En tant que plus petite communauté chrétienne, l'"Eglise domestique" est la cellule vivante de toute l'Eglise, et offre une vision de l'évangélisation et de la croissance spirituelle dans l'Eglise.

Nous appelons toutes les personnes responsables des programmes pastoraux à faire de la famille leur priorité, à établir l'objectif et les programmes pastoraux de chaque diocèse et paroisse autour de la famille. La famille n'apparaît pas simplement comme un sujet passif d'évangélisation et de préoccupation, mais comme un sujet actif, et même comme un agent, dans la mission du Christ dans son Eglise.

La famille a besoin de redécouvrir le sens de sa nature de "mystère". Une spiritualité plus profonde de la famille découle de la Parole de Dieu et de la Sainte Eucharistie. Nourries de la Parole, les familles sont attirées dans le Mystère pascal du sacrifice et du banquet du Christ. Là, l'amour généreux de Jésus, l'Epoux de l'Eglise, incite à l'amour nuptial et familial.

Nous reconnaissons et saluons le rôle joué par les nouveaux mouvements religieux, caractérisés par leur engagement à l'égard de la famille. Resplendissant du pouvoir de l'Esprit Saint, avec leurs spiritualités caractéristiques, les mouvements peuvent nous montrer la façon d'évangéliser dans et à travers la famille.

La famille catholique s'étend aux autres chrétiens et aux membres d'autres religions. L'unité de la famille peut inspirer l'itinéraire oecuménique de l'unité chrétienne et du dialogue interreligieux. Nous réaffirmons la nécessité d'une coopération plus concrète entre les chrétiens et les personnes de bonne volonté pour répondre aux défis auxquels doivent faire face toutes les familles. Nous avons été honorés par la présence de représentants d'autres Eglises et communautés ecclésiales qui ont pris part à cette Rencontre mondiale, partageant avec nous la même vision de la famille chrétienne en tant que messagère de la Bonne Nouvelle.

Enfin, nous remercions le Saint-Père, le Pape Jean-Paul II, pour sa direction et son encouragement. Nous remercions l'Archevêque de Manille, le Cardinal Jaime Sin, qui a accueilli chacun, ainsi que le Conseil pontifical pour la Famille et la Conférence épiscopale des Philippines, d'avoir organisé cette Rencontre.

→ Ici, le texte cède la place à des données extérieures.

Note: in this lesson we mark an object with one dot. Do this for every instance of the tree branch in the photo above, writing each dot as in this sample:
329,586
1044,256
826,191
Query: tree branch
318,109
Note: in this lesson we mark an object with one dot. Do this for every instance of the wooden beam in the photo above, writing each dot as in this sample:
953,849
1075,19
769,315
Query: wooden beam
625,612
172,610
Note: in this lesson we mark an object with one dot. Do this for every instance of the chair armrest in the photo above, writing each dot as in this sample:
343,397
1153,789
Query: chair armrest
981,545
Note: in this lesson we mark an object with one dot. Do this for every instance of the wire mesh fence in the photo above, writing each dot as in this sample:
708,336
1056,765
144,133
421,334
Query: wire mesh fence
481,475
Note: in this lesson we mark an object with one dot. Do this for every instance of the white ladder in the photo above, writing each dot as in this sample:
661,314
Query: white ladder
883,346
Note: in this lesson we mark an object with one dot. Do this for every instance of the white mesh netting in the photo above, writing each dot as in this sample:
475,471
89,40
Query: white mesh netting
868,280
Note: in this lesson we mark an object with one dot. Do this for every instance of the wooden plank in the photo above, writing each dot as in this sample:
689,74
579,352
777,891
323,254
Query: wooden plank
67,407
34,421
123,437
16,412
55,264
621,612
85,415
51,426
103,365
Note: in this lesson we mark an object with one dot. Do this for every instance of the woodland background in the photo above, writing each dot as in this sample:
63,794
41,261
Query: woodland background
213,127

En vivant dans l'unité et à travers un amour généreux, les familles chrétiennes reflètent Dieu, la Très Sainte Trinité. C'est dans une famille que le Fils s'est incarné dans notre monde, à travers le pouvoir de l'Esprit Saint. En contemplant ce mystère, nous confions toutes nos familles à la douce protection de Marie, Reine de la Famille, ainsi que de saint Joseph, son Epoux. Nous prions afin que la bonne nouvelle de Jésus-Christ, que transmettent les familles chrétiennes à travers leur témoignage et leur parole, puisse effacer la peur et apporter l'espérance dans ce monde.